A bit on Discrete Events Simulations

After almost two years developing exclusively System Dynamic models, I started working as a supply chain consultant and I developed models exclusively using discrete events. This was a big conceptual change, but I also discovered that doing discrete-events simulations was so much easier conceptually and much more comfortable for most industrial applications, in particular in the supply chain industry. This is the moment when I started learning every little detail of the Process Modeling Library (PML) of AnyLogic, reading the help documentation entirely, and writing down what I call the tree of knowledge that constitutes the order in which you have to learn everything to be able to successfully develop an understanding of the methodology: for instance a pre-requisite to even start developing simulations using the PML, is to understand the poisson and exponential distributions. I currently use this tree of knowledge to teach others.

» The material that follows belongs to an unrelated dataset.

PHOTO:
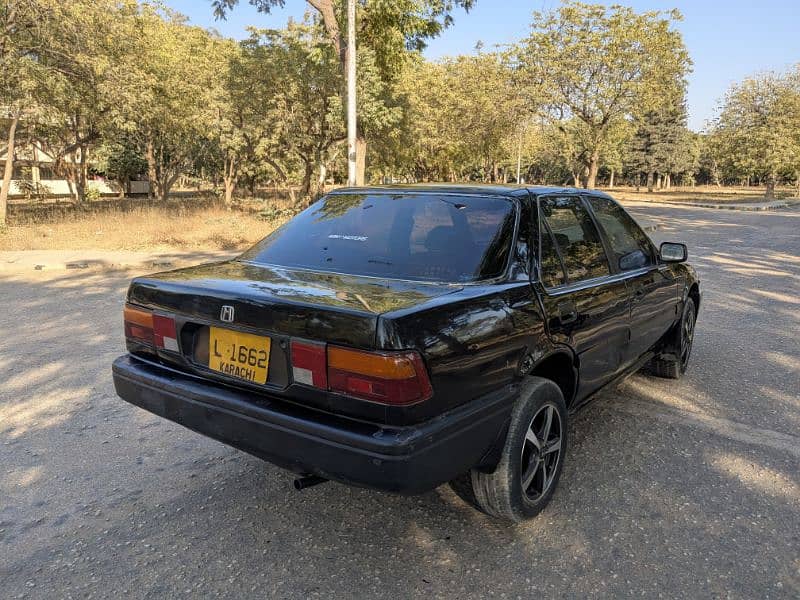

A bit of Agent-Based Modeling

I used to be scared about using agent-based simulations. I always said I knew how to do them, but I never really practiced it, so I decided that no matter what discrete-events project I would do, I was always going to do the same model using agent-based, learning on my own. And that’s what I did. Every project took me twice as much time, but I was learning tons, had 2 versions of every model, and this helped me validate them easily. And one day, I was not biased into choosing any method anymore. Agent-Based modeling is quite different and requires tons of programming, and good debugging abilities. It’s a method that requires a deep care of details.

Multi-Method Modeling

So what to do when you are familiar and proficient with these three methods? Then it’s time to forget about them and start building everything based on the particular needs of the project without being biased into the methodology itself. In a way, AnyLogic provides several tools that you can use freely, and you stop thinking about using one of these three methods, but instead you use the tools available. We can’t forget that the number of ways in which you can build a model is practically infinite, and no two simulation modelers will create the exact same model for one particular problem, but it doesn’t matter, the results are the same if everything is done with good practices.

Is this all?

No. These three methods are only a general base to develop multi-method simulations. But you need many other abilities that only come with years of practice: designing effective experiments, statistics, data collection, data cleaning, databases, the different tools associated with fluids, pedestrians, trains, cars and material handling, presentation and user interface, 2D and 3D modeling, Autocad, art, influencing others, communication, transforming an abstract business concept into a technical document, asking the right questions and much more. The requirements to be a good simulation modeler are sometimes overwhelming and it’s my job to do all this to the best of my abilities, ask for help if something is out of my domain, and teach others how to do it too.